I wanted to post a recipe for Vinayak Chaturthi, but couldn’t hold myself from sharing this one. I was high from winning the Skyscanner contest in my Tomato Blog. A voucher of 5k isn’t that bad, right? 😛 So, I headed straight to kitchen to celebrate my win. 🙂
This sweet, salty and spicy dish is a perfect Asian recipe. It is semi dry in a Chinese red sauce. A must-try, P was hogging every bit of it. <3
Courtesy: Nita Mehta’s Chinese Recipes
Chicken, boneless- 200gms, cut into small cubes
Marinate with :
Egg- 1, Salt- 1/2tsp, Pepper- 1/2tsp, All purpose flour- 2tbsp, Crnflour- 2tbsp, Orange color- a pinch
For the sauce:
Oil- 4tbsp, Chili powder- 1tsp, Garlic- crushed- 1tbsp, Spring onions- 2, finely chopped, separate the whites and greens
Chicken stock- 3/4 cup
Tomato ketchup- 3tbsp, Vinegar- 1tsp,
Sugar- a pinch, Salt- 1/2 tsp, Pepper- 1/2tsp
2 tbsp Cornflour mixed in 1/4cup of water
Marinate the chicken pieces and keep aside for 30 minutes.

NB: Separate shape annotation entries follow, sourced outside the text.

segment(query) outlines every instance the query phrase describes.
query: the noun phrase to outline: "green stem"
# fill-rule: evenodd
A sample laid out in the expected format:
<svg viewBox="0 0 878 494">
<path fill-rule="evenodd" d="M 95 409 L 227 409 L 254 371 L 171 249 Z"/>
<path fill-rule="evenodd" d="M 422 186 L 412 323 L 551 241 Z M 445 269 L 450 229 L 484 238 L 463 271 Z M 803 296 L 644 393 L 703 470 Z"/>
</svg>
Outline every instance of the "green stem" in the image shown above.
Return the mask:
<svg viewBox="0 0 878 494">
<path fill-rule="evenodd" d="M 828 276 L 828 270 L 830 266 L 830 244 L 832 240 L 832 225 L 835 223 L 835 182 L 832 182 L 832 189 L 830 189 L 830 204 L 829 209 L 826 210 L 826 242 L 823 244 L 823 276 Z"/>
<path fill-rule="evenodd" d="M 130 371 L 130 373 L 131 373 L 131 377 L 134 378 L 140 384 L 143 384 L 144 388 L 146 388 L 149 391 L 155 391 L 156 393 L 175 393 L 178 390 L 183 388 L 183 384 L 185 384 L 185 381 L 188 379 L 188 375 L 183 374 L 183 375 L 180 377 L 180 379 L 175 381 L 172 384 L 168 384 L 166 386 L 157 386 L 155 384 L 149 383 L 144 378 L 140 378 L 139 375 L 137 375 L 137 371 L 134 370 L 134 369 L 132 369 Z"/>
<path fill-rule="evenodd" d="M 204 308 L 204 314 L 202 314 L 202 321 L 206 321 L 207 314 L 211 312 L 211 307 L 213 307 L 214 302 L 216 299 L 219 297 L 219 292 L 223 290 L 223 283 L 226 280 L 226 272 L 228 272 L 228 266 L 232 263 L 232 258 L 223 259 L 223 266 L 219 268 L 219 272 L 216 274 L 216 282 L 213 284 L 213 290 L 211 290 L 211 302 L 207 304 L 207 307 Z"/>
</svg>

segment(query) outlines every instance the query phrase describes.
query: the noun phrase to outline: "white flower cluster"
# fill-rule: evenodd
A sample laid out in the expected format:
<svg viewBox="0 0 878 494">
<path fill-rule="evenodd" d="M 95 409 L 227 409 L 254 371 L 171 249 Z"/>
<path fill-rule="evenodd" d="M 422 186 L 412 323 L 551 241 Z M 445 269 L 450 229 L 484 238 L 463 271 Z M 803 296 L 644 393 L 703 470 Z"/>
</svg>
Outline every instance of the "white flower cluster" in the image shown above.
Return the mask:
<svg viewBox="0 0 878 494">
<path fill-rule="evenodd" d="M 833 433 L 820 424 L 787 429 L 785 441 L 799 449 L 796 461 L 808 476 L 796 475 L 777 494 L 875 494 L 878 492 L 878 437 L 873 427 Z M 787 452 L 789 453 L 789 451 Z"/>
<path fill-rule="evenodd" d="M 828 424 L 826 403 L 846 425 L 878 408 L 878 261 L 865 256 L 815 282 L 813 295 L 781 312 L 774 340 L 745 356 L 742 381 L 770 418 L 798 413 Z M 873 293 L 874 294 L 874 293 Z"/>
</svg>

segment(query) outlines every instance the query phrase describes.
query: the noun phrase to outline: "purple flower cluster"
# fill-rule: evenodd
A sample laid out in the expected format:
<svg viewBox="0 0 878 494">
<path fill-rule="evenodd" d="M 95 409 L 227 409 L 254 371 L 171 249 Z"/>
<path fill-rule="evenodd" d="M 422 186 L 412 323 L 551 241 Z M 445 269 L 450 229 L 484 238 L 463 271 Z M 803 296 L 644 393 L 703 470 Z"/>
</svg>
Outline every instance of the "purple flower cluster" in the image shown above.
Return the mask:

Heat oil in a wok and deep fry the chicken pieces for 3 mins on medium heat. This will make the chicken retain its juiciness. If overcooked, the chicken will turn hard. Drain and keep aside.
In a frying pan, heat little oil. Add chili powder, crushed garlic and white of spring onions. Stir.
Add chicken stock and boil.
Add tomato ketchup, vinegar, sugar, salt and pepper. Let it boil.
Add the dissolved cornflour, stirring continuously till the sauce thickens.
Add the fried chicken and green of spring onions. Mix well and cook for a minute.
An important point to ponder when doing Chinese cooking is to have all the ingredients in place. Chop the veggies prior and keep the others ready to use. Only then start the cooking.
Chinese cooking is quick and is done in high flame.